In recognition of Catholic Schools Week, I thought I'd share a little bit of history from the schooling of Matteo Ricci, the great 16th century Italian Jesuit missionary.
When Ricci was about ten, his father enrolled him at the newly founded Macerata Jesuit College in central Italy. According to R. Po-Chia Hsia's A Jesuit in the Forbidden City, this is what Ricci studied there:
The first goal, acquiring knowledge of Latin and Greek, was achieved in a graduated program of Lower Studies beginning with the lowest grammar class and rising through the grades of middle and upper grammar, humanities to rhetoric. In Matteo's seven years at the Macerata Jesuit College, he spent the first years mastering Latin grammar and acquiring the rudiments of Greek syntax.

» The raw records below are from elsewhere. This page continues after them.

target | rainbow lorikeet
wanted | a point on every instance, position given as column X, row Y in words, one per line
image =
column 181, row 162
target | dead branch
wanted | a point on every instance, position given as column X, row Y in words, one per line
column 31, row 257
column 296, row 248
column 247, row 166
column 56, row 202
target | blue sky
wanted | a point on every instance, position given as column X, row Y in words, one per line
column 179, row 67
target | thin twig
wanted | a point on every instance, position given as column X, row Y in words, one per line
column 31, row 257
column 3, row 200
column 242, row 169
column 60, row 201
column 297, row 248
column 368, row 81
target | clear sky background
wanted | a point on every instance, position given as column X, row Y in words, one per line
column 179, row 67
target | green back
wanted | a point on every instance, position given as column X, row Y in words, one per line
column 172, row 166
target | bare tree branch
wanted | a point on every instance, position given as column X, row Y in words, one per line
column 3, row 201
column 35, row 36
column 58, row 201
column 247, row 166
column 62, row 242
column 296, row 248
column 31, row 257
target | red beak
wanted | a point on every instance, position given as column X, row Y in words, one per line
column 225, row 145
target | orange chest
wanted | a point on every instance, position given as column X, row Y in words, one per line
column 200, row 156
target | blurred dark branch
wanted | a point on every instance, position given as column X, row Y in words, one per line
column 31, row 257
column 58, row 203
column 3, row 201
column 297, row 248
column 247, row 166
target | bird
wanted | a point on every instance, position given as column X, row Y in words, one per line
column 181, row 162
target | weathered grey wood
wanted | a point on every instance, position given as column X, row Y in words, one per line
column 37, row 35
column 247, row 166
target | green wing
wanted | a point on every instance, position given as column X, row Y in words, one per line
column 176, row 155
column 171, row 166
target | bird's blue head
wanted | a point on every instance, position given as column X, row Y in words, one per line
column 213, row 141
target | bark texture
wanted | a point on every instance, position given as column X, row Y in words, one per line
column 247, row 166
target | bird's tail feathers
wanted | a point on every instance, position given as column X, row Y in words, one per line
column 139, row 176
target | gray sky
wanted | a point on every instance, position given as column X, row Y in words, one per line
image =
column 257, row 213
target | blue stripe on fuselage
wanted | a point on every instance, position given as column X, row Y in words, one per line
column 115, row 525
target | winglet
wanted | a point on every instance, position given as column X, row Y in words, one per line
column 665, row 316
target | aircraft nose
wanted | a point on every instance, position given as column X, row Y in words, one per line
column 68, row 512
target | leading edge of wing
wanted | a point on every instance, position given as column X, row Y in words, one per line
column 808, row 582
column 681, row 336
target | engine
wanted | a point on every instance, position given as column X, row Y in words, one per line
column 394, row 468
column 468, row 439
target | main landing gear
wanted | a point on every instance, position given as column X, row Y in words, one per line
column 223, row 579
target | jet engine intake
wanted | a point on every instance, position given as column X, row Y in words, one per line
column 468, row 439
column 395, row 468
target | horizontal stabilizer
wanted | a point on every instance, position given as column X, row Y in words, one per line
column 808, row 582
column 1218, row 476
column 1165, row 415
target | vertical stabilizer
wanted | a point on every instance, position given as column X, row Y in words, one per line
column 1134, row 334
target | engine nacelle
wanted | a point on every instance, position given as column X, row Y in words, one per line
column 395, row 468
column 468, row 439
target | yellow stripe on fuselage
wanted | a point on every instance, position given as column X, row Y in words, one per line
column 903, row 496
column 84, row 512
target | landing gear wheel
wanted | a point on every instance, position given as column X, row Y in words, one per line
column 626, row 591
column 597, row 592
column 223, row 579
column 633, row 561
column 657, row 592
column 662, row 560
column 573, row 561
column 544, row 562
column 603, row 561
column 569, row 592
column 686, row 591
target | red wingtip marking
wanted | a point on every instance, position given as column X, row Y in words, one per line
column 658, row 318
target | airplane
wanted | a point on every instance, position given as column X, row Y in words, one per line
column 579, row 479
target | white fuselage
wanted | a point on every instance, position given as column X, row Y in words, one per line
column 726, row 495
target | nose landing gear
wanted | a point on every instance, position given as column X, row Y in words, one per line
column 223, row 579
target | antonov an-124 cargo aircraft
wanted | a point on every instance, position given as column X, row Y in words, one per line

As he graduated into the class of humanities, Matteo had spent two to three years reciting the letters of Cicero and some Roman poets, while learning Greek grammar. Then, a large dose of Latin--Cicero, Caesar, Sallust, Livy, Curtius for prosody, Virgil and Horace for poetry (with indecent verses expurgated of course), and more difficult Greek prose--prepared the student for the class of rhetoric. The intense exercise of memory, through oral declamations and written compositions, was upheld by the rule of Latin conversation among the pupils, except during breaks from the full academic routine, which saw classes in the mornings and afternoons, six days a week, except on feast days. For students in the class of rhetoric, memory became more important than ever, as they were expected to recite long passages of Cicero, as well as perfecting their knowledge of Greek by reading Demosthenes, Plato, Thucydides, Homer, Hesiod, and Pindar, in addition to the Chruch Fathers Gregory Nazianzen, Basil, and Chrysostom. But the heart of Greek learning was Aristotle...
And so it goes. It's astonishing, isn't it?